El problema aparece cuando el talento se convierte en refugio.
Cuando ser bueno en algo permite evitar aquello en lo que uno se siente completamente perdido.
Por eso la idea que sostenía nuestra lectura original me sigue pareciendo la mejor manera de entender la película:
Madurar implica dejar de esconderse detrás del talento y aprender a estar presente en la propia vida.
Porque hay una diferencia enorme entre proveer y estar.
Entre cumplir y acompañar.
Entre asumir formalmente una responsabilidad y hacer que alguien sienta que puede contar con vos.

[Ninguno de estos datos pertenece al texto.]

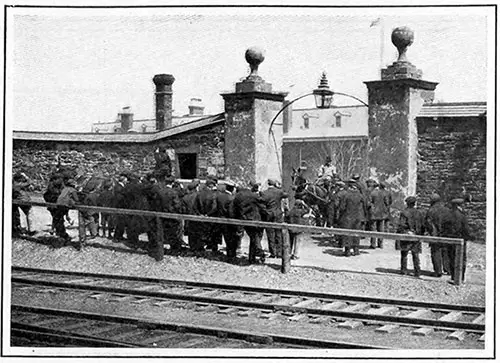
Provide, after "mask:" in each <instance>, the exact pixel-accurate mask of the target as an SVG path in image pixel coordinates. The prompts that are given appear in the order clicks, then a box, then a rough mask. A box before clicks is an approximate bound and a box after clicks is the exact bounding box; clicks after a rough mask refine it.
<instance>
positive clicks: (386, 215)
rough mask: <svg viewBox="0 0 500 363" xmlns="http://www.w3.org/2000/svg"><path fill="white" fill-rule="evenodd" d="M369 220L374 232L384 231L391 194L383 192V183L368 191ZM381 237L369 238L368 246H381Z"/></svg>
mask: <svg viewBox="0 0 500 363" xmlns="http://www.w3.org/2000/svg"><path fill="white" fill-rule="evenodd" d="M370 202H371V203H370V205H371V208H370V221H371V230H372V231H374V232H375V231H376V232H385V223H386V221H387V220H388V219H389V213H390V205H391V204H392V198H391V195H390V194H388V193H386V192H385V184H384V183H382V182H381V183H380V184H378V186H377V187H376V188H374V189H373V190H372V192H371V193H370ZM382 246H383V239H382V238H373V237H372V238H371V239H370V248H373V249H374V248H377V247H379V248H382Z"/></svg>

Ivan empieza la película intentando evitar que su obra se desarme mientras prácticamente todo lo demás se le cae alrededor. Y lentamente descubre que quizás estaba poniendo toda su energía en aquello que sabía controlar precisamente porque no sabía qué hacer con aquello que no podía controlar.
Eso hace que Author! Author! sea bastante más melancólica de lo que parece detrás de su estructura de comedia familiar. Hay algo doloroso en un hombre que de repente descubre que la vida que creía tener armada nunca estuvo tan firme como pensaba.
Pero también hay algo profundamente optimista. Porque cuando todo se desarma, Ivan tiene la posibilidad de decidir qué conserva.
Y elige a los chicos, no porque sea fácil, no porque mágicamente haya aprendido a ser padre.
Sino porque empieza a comprender que una familia quizás no sea aquello que permanece unido automáticamente, sino aquello que uno decide seguir sosteniendo incluso después de que la estructura original se rompe.
Por eso Author! Author! no termina siendo solamente una película sobre un dramaturgo tratando de estrenar una obra. Es una película sobre alguien que sabe escribir perfectamente qué deberían hacer sus personajes, pero tiene que aprender algo muchísimo más difícil:
qué hacer él cuando nadie escribió el próximo acto.